Before making my way to the majestic Kuang Si Waterfall in Luang Prabang, my day started fairly early with a ride around town to collect my travel companions. I didn’t know any of them. We were all booked on a tour that would take us on the Mekong River to Pak Ou Caves and Kuang Si Waterfall, along with an unscheduled stop at a Hmong village.
I hoped that I would be one of the last to get picked up that morning, but that wasn’t the case. It meant that I was stuck in a cramped van for a longer time. And some of those roads were a little rough. So rough, in fact, that we had to get out to walk the remaining quarter mile to the boat.
We were early for the boat, so our guide, who did the absolute bare minimum of telling us when and where to meet after dropping us off (I can’t believe I paid extra to have a guide who provided no information at all), told us to wander through the textile shops. While I wasn’t about to buy anything, it was interesting to see the natural base for each color. I had no idea that mangosteen shell and ginger were used for dyes.

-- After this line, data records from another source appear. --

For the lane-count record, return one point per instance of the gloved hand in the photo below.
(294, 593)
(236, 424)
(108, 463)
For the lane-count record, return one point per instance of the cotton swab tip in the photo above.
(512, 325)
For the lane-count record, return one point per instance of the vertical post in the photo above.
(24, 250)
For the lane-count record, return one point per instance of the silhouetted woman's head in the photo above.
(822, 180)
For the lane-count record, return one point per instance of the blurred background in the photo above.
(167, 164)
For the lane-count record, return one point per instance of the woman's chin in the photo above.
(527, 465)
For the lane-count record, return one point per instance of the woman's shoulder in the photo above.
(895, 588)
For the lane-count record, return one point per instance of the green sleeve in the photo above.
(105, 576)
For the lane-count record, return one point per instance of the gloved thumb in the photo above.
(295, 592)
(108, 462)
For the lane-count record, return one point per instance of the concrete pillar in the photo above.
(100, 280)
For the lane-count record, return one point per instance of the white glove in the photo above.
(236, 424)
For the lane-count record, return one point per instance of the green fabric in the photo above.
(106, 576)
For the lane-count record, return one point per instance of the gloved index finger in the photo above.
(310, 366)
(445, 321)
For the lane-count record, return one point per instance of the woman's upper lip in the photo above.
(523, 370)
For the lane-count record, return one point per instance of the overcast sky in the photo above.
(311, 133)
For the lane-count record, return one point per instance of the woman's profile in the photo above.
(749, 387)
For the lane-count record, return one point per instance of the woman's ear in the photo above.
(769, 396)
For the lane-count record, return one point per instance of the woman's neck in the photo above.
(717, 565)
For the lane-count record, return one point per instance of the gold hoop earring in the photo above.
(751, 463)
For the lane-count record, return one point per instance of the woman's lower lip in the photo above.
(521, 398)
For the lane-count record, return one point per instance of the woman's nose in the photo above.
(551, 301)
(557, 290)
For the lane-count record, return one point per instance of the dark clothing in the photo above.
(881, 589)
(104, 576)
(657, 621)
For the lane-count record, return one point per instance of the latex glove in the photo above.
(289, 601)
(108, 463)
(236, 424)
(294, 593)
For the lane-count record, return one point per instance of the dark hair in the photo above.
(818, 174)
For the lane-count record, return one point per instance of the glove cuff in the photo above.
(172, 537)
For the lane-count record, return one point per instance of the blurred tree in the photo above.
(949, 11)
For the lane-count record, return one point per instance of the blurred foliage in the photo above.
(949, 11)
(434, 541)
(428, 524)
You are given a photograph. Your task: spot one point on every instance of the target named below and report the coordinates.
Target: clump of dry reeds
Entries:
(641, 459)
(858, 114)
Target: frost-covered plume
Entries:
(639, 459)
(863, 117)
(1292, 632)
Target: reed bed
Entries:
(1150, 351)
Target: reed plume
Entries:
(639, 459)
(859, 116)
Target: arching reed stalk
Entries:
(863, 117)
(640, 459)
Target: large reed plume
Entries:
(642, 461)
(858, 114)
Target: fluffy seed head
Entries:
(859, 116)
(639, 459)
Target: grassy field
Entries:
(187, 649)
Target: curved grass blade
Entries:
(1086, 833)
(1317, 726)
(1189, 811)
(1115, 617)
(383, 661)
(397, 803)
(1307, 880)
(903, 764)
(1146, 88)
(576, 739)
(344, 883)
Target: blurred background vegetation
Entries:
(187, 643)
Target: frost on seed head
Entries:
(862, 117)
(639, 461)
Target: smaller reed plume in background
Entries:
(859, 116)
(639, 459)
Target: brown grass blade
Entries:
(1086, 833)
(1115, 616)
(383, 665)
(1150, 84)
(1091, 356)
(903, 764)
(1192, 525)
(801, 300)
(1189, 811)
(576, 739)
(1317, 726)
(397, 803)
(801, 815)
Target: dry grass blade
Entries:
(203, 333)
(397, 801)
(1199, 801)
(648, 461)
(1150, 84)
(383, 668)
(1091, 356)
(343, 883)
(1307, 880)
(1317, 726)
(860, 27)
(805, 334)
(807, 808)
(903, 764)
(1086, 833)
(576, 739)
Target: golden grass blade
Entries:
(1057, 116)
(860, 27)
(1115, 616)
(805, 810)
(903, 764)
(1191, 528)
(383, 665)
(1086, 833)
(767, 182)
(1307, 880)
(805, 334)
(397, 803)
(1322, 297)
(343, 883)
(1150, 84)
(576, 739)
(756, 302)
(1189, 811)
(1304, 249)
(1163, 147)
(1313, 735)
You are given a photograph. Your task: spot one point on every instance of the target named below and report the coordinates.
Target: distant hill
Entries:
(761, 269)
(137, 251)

On the boat, I could enjoy the scenery while our guide ignored the tourists. I watch the clouds begin to lift around the surrounding mountains –it was beautiful. The morning boat ride took about two hours and the only downside was the motor noise.
By the time we arrived at Pak Ou Caves, the clouds were no longer shrouding the mountains. It was still a wonderful, quiet view, but it wasn’t as cool without the clouds. Our guide told us what time to be back at the dock, but gave us no information about the cave or even a suggested route as there are actually two caves.
Pak Ou Caves are known for their huge collection of Buddha statutes, which total around 2500. Arriving at the first stop at the cave is like entering a museum of Buddhist iconography. Buddhist history of the cave dates back to the 16th century, but it was a holy site for locals that worshiped nature before Buddhism arrived.
The first cave is set into a limestone cliff and requires climbing stairs, though it isn’t strenuous. The second cave is a longer walk up, and I noticed a few older tourists struggling with the steps. Fortunately, it isn’t too hot before lunch.
The view from the lower cave is beautiful. Once the crowd clears away, the cave entrance provides a great frame of the landscape and river.
At the upper cave, a flashlight is necessary to walk through. I wasn’t told this and left my bike light at the hotel (this is something a guide would usually provide). Fortunately, plenty of other tourists had guides with flashlights leading the way. There were also a lot of people using their phones for light.
While the upper cave is also filled with Buddhas, there isn’t much to see even with a flashlight. And it certainly isn’t easy to get a photo inside without blinding yourself and others.
I’m sure this stop would have been more interesting if I had an actual tour guide to take my group through Pak Ou Caves, but this is what happens when you pay twice the price of admission with Nova Tour in Luang Prabang. There was a woman in my group who paid for her own tickets but still got the same tour experience for half what I paid.
I would still go back to Pak Ou Caves — the boat ride and the views are magnificent. But I would never book a tour with Nova Tour again.
Have you been to Pak Ou Caves? Did you take a tour or hop in one the tuk tuks for a ride?